The Velvet Underground were one of the first bands I heard that made an immense impression on my soul. Their music hit me when I was about 16 around the same time I was discovering a lot of other music and poetry like The Stooges, Television, The Doors, Coltrane, Ornette Coleman, Edgar Allan Poe, and Allen Ginsberg. A lot was happening to me during that time, a lot of transitions. The Velvets opened the door and led me through, so to speak. I remember crying the first time I heard "Heroin." I used to spend hours alone in my room with headphones or in my car listening to them. I was totally ensconced in their sound. And I was usually really stoned. I think the elements of simplicity, drone and lyrical poetry really inspired me the most at the time. The guitar playing was so unreal too. I loved the rhythm guitar playing off their albums. Lou Reed and Sterling Morrison, as guitar players really did something for me. I liked how different they were when sized up against the other groups from the sixties I was listening to. I loved their first album very much but it was White Light/White Heat that became my favorite Velvet Underground record.
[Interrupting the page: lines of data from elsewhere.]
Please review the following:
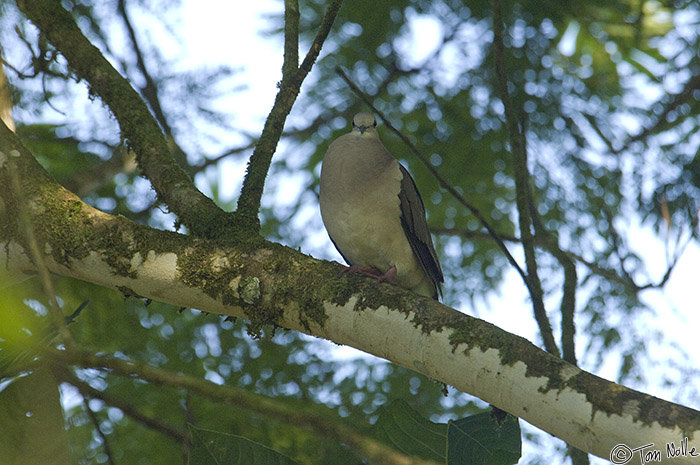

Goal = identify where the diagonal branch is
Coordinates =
[0,121,700,465]
[235,0,343,233]
[17,0,230,237]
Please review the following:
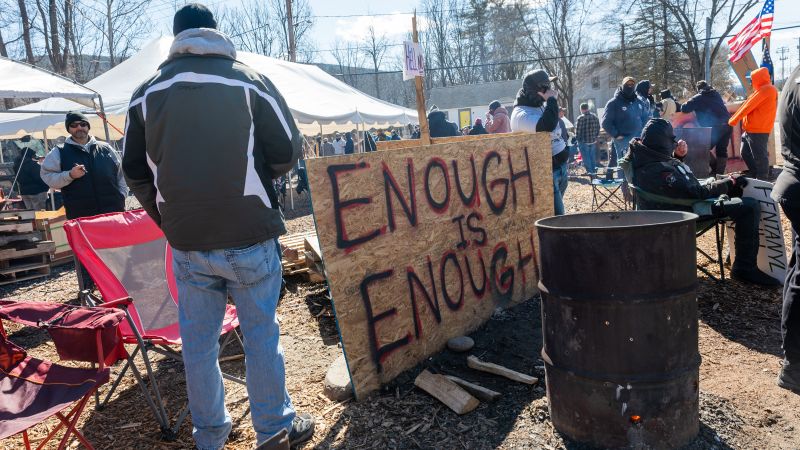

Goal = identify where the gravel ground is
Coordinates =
[0,171,800,449]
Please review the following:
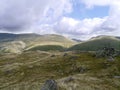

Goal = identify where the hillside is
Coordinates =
[0,51,120,90]
[69,36,120,51]
[0,33,76,53]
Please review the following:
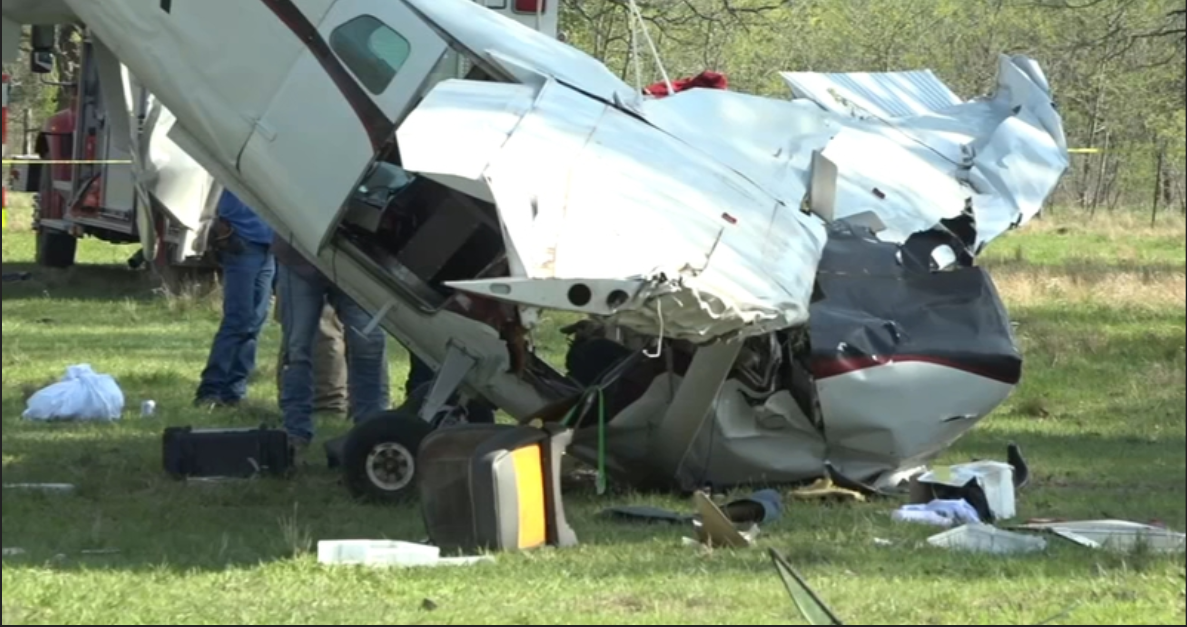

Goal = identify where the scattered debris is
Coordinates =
[692,492,758,549]
[927,524,1047,555]
[792,477,865,502]
[601,505,696,525]
[81,549,120,556]
[601,489,783,525]
[722,489,783,524]
[4,483,75,493]
[317,540,494,568]
[910,462,1016,523]
[890,499,980,527]
[21,363,123,422]
[1014,520,1187,553]
[768,549,844,625]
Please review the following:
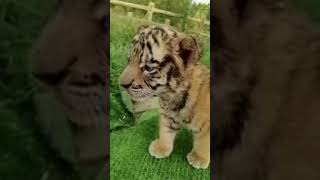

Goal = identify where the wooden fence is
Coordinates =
[110,0,210,37]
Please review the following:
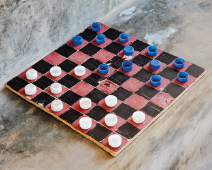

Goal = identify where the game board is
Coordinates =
[6,24,205,156]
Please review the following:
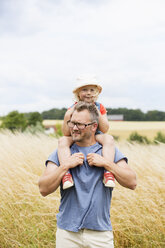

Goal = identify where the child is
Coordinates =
[58,78,115,189]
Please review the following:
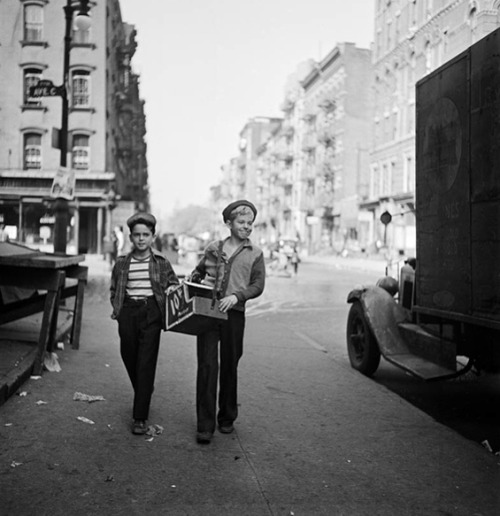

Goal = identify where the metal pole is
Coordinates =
[54,0,73,253]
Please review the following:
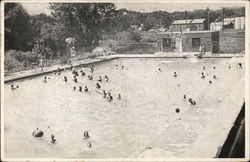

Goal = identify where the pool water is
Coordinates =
[4,58,244,158]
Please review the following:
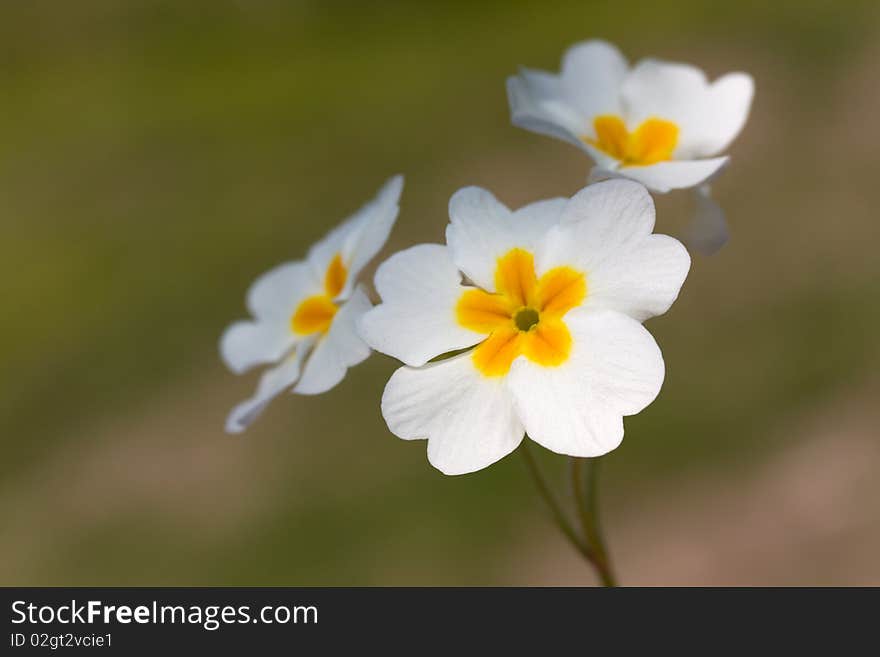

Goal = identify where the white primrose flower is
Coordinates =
[507,40,754,250]
[359,180,690,474]
[220,176,403,433]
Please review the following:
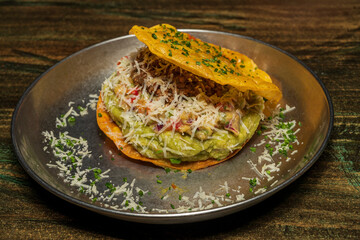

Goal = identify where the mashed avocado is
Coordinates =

What about other artists from different era's besides the 1960's? Would you rate Alan Vega as any kind of influence?
I really like Bo Diddley, Chuck Berry and Roy Orbison from the 50's as well as Howlin' Wolf, Muddy Waters and John Lee Hooker. From the 70's some of my favorites are Richard Hell, Patti Smith, New York Dolls, MC5, T Rex and 80's to today include Spacemen 3, Sonic Youth, Galaxie 500, Brian Jonestown Massacre, The Warlocks, The Black Angels, and The Black Ryder to name a few.
I love Suicide, and Alan Vega certainly has inspired me. There are a few handfuls of bands that really have had the power to produce a mysteriously strange effect upon me, Suicide is one of them.
"Let Me Out" is a slower, trance-like pulse. It has a cinematic feel - as if it was meant for one of those riding down the highway, motorcycle adventure movies (like "Easy Rider" for example). Since you use a lot of video and film imagery in your live show, do you mentally conceptualize this kind of imagery when you are writing your songs?
That's a good question. I feel like when I am writing I tend to keep things ambiguous. I really like creating lines that can have many different meanings and can be interpreted in many different ways. I really spend a lot of time on the lyric end of things and work towards the relationship of corresponding abstract lyrics with some kind of vision. Sometimes, I have a better understanding of how things come together after I have written something down. But most of the time it's like meditating on a vision or putting fragments from a dream together. I think there is something to be said for working out the madness within order and vice versa. Maybe taking some lines out or moving them around to change the story. I like to let the subconscious go to work sometimes and see what happens. It can get a little insane, man.
Your song "Confusion" is droney and psychedelic. Did you use any keyboards on the recording or are all the tones generated by guitars? The lyrics contain a vocal catch line that sounds like "insane man" - who is the insane man you are referring to?
I used organs as well as guitars, tanpura, drums and alternative percussion for "Confusion." Well, it's not really one person I am referring to. Although when I hear the song now, I get a strong vision of Rimbaud.
Any books, articles or favorite periodicals that you have read recently and would recommend?
What I have been reading lately is "POP" by Tony Scherman and David Dalton. It's a book on Andy Warhol. Also, Jean Genet's "Funeral Rite"s and Jean Cocteau's "Les Enfants Terribles." I just finished up Octavio Paz's book on Marchel Duchamp called "Appearance Stripped Bear" and finishing up rereading William Burroughs' "The Soft Machine." Also, it might be that time to reread Les Fleurs Du Mal, we'll see.